Ce 4 [Si 4 O 4 N 6 ]O‐A Hyperbolically Layered Oxonitridosilicate Oxide with an Ordered Distribution of Oxygen and Nitrogen

The yellow‐orange oxonitridosilicate oxide Ce 4 [Si 4 O 4 N 6 ]O was obtained by the reaction of cerium metal with Si(NH) 2 and SiO 2 in a radiofrequency furnace at 1560 °C. The crystal structure was determined by single‐crystal X‐ray diffraction ( a =1033.67(6) pm, P 2 1 3, Z =4, R 1=0.0412, wR 2=0.0678) and powder neutron diffraction. In the solid there are complex cations [Ce 4 O] 10+ that are enveloped by a hyperbolical layer structure [Si 4 O 4 N 6 ] 10− . The layer is built up by corner‐sharing SiON 3 tetrahedra of Q 3 type. The oxygen atoms of the SiON 3 tetrahedra are terminally bound to Si, while all nitrogen atoms bridge two neighboring Si centres.

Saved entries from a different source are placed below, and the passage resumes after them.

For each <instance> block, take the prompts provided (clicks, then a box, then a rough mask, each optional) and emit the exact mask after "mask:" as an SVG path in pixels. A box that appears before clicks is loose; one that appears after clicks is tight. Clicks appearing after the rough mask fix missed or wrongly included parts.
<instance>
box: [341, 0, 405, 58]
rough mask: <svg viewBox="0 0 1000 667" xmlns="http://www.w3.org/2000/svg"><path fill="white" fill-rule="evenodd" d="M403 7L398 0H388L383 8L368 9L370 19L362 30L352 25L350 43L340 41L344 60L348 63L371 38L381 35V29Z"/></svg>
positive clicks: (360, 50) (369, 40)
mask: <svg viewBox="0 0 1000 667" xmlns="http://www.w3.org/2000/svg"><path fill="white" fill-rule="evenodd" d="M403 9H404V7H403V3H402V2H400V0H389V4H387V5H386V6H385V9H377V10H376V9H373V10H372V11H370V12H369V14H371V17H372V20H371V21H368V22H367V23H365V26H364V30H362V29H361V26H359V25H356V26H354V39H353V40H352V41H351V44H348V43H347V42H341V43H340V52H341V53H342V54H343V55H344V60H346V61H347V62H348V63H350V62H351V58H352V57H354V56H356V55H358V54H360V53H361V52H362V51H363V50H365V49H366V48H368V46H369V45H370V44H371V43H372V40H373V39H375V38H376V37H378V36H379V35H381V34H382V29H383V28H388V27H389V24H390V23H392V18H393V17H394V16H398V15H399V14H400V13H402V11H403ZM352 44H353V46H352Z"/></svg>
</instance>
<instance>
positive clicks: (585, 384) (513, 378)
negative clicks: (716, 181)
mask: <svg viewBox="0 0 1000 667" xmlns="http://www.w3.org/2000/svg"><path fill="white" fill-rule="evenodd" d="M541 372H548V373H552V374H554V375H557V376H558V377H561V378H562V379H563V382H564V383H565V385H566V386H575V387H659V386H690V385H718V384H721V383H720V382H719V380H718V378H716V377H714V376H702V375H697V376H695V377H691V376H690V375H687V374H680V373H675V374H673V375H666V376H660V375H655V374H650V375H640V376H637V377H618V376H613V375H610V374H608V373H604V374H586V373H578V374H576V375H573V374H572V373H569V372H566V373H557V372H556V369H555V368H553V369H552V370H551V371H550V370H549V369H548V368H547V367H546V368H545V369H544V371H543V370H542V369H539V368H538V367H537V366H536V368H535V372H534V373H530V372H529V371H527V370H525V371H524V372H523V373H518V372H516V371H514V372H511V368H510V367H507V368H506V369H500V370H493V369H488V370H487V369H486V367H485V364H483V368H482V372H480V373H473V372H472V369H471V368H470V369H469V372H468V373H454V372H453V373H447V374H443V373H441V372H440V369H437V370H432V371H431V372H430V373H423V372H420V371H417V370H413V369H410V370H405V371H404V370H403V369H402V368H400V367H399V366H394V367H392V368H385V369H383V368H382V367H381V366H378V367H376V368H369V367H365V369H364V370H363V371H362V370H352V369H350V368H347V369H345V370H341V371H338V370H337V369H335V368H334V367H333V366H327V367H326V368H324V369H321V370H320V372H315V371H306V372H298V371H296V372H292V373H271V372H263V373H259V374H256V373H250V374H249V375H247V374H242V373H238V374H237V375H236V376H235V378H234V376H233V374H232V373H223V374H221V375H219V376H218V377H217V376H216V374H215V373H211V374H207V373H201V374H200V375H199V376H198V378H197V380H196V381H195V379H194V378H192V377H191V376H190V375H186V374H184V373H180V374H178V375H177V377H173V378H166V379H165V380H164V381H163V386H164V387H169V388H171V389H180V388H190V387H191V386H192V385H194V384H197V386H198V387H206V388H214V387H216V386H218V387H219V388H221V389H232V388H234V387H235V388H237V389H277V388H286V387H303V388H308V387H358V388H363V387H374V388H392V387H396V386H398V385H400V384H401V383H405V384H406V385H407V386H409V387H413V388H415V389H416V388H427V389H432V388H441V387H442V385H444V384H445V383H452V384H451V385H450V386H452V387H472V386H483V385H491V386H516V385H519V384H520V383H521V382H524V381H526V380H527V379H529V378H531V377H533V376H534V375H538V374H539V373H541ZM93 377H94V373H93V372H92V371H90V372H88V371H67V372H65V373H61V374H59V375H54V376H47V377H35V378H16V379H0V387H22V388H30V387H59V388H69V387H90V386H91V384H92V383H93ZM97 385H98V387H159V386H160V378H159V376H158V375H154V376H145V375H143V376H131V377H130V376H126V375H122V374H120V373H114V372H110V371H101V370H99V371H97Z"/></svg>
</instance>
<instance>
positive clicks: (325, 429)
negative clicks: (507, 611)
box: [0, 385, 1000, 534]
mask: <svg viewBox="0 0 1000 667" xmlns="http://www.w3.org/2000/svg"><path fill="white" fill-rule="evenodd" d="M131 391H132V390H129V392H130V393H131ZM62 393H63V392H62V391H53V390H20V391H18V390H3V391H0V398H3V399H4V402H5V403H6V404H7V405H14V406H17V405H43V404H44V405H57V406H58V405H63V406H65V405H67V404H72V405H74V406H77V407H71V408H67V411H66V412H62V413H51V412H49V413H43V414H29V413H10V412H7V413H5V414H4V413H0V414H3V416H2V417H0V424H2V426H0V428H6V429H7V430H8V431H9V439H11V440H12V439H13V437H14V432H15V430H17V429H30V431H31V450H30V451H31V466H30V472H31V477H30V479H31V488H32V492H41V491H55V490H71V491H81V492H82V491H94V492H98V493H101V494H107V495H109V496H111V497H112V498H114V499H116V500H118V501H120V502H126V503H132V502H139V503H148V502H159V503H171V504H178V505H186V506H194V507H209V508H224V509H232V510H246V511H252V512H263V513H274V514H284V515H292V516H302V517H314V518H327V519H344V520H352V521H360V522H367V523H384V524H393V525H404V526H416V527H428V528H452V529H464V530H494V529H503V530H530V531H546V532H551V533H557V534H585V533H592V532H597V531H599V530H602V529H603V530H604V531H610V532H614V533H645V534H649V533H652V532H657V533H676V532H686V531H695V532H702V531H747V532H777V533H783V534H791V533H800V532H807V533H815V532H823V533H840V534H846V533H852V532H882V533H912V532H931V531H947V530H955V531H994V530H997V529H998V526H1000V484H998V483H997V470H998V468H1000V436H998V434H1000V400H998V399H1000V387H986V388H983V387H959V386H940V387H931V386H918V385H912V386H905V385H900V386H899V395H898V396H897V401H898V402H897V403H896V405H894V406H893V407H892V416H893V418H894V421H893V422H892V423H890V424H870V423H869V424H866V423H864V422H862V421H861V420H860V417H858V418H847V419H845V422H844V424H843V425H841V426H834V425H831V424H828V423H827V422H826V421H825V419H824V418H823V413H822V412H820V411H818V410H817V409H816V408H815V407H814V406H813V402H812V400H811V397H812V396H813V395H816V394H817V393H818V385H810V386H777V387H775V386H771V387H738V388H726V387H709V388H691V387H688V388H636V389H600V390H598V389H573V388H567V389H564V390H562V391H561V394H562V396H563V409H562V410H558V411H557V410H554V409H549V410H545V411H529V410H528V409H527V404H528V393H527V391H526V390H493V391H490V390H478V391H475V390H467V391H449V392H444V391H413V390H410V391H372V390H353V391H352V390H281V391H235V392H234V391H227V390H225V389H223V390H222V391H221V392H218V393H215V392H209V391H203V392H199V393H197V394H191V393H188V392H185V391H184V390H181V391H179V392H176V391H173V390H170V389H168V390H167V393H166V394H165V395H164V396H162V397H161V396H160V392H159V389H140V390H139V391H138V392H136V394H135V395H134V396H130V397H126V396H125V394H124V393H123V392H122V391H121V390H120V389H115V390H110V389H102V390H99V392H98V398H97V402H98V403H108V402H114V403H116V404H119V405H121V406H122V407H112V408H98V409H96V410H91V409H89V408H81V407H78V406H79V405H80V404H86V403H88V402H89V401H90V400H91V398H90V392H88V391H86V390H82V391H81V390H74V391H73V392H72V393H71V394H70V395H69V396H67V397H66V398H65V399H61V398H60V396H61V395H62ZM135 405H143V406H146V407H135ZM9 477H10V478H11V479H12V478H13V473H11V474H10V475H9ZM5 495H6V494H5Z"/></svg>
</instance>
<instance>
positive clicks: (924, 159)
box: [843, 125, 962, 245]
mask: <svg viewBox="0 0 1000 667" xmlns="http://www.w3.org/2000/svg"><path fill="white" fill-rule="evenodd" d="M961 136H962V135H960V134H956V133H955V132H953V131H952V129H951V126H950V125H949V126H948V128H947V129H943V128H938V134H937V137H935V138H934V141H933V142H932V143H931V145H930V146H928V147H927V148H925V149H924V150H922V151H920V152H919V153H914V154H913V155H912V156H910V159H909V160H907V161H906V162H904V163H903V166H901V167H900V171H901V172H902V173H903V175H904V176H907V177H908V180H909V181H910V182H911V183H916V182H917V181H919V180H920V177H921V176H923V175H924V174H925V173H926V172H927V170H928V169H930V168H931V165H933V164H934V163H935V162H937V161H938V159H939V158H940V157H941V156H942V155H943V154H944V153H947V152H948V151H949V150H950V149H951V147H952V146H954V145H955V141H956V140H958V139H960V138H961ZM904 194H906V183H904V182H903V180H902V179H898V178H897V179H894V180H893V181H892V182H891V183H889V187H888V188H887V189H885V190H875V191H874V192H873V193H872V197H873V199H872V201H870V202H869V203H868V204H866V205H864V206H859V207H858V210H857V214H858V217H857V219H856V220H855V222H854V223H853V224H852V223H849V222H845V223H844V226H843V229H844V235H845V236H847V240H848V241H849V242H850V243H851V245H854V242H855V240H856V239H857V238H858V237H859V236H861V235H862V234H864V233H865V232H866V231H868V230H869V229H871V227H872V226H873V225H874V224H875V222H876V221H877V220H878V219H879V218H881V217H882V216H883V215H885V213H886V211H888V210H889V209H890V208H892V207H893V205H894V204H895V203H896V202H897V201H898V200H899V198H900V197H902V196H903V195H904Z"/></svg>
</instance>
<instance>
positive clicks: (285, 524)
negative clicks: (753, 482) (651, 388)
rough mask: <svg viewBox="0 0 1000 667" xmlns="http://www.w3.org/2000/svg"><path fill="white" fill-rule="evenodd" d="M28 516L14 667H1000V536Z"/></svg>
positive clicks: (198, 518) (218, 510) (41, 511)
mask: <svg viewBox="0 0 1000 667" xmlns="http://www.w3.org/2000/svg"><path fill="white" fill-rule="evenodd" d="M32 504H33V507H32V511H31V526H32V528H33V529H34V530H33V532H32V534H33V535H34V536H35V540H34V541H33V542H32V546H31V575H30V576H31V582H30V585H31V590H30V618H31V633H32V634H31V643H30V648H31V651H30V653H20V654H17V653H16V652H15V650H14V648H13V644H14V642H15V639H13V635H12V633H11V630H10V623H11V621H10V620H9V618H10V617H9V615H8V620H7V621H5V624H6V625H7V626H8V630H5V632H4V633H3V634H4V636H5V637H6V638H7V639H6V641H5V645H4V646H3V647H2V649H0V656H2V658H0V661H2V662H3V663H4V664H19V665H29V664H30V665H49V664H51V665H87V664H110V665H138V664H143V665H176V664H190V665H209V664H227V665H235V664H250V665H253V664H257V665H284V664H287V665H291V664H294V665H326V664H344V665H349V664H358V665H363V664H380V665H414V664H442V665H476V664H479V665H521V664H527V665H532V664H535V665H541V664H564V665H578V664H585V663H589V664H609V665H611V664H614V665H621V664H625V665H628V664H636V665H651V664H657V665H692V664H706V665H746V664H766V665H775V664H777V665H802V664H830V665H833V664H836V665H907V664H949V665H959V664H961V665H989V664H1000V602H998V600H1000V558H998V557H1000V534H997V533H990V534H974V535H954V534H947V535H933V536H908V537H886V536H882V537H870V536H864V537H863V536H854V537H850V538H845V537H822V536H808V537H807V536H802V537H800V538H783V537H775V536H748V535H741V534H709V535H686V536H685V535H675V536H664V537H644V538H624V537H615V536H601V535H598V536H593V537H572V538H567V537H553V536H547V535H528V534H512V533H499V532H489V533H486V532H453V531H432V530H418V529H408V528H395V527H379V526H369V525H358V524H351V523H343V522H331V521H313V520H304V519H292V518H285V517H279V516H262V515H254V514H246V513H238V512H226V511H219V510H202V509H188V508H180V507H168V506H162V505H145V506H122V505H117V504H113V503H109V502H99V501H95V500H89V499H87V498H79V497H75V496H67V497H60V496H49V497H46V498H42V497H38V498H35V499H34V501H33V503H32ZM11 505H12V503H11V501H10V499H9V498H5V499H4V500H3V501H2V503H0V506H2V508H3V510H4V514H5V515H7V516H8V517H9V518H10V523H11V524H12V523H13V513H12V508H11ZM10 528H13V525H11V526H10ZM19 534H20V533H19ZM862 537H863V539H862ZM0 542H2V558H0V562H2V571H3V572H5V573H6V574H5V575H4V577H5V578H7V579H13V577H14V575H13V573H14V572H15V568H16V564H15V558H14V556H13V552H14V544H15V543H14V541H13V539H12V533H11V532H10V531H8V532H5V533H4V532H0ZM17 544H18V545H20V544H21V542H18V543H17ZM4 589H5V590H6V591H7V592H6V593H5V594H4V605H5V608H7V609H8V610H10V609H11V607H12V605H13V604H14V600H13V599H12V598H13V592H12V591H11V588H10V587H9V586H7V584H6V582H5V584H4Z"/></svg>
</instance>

The crystallographic differentiation of O and N was unequivocally possible by a careful evaluation of the single‐crystal X‐ray diffraction data combined with lattice‐energy calculations by using the MAPLE concept (Madelung part of lattice energy). Furthermore the results were confirmed by the chemical analyses. Subsequently, the determined N/O distribution and their crystallographic ordering was proved by neutron powder diffraction. In accordance with the molar ratio Si:(O,N)=2:5 the [Si 4 O 4 N 6 ] 10− network may be classified as a layer silicate. In this specific case a hyperbolically corrugated topology of the layers is observed; this is correlated to periodic nodal surface (PNS) representatives.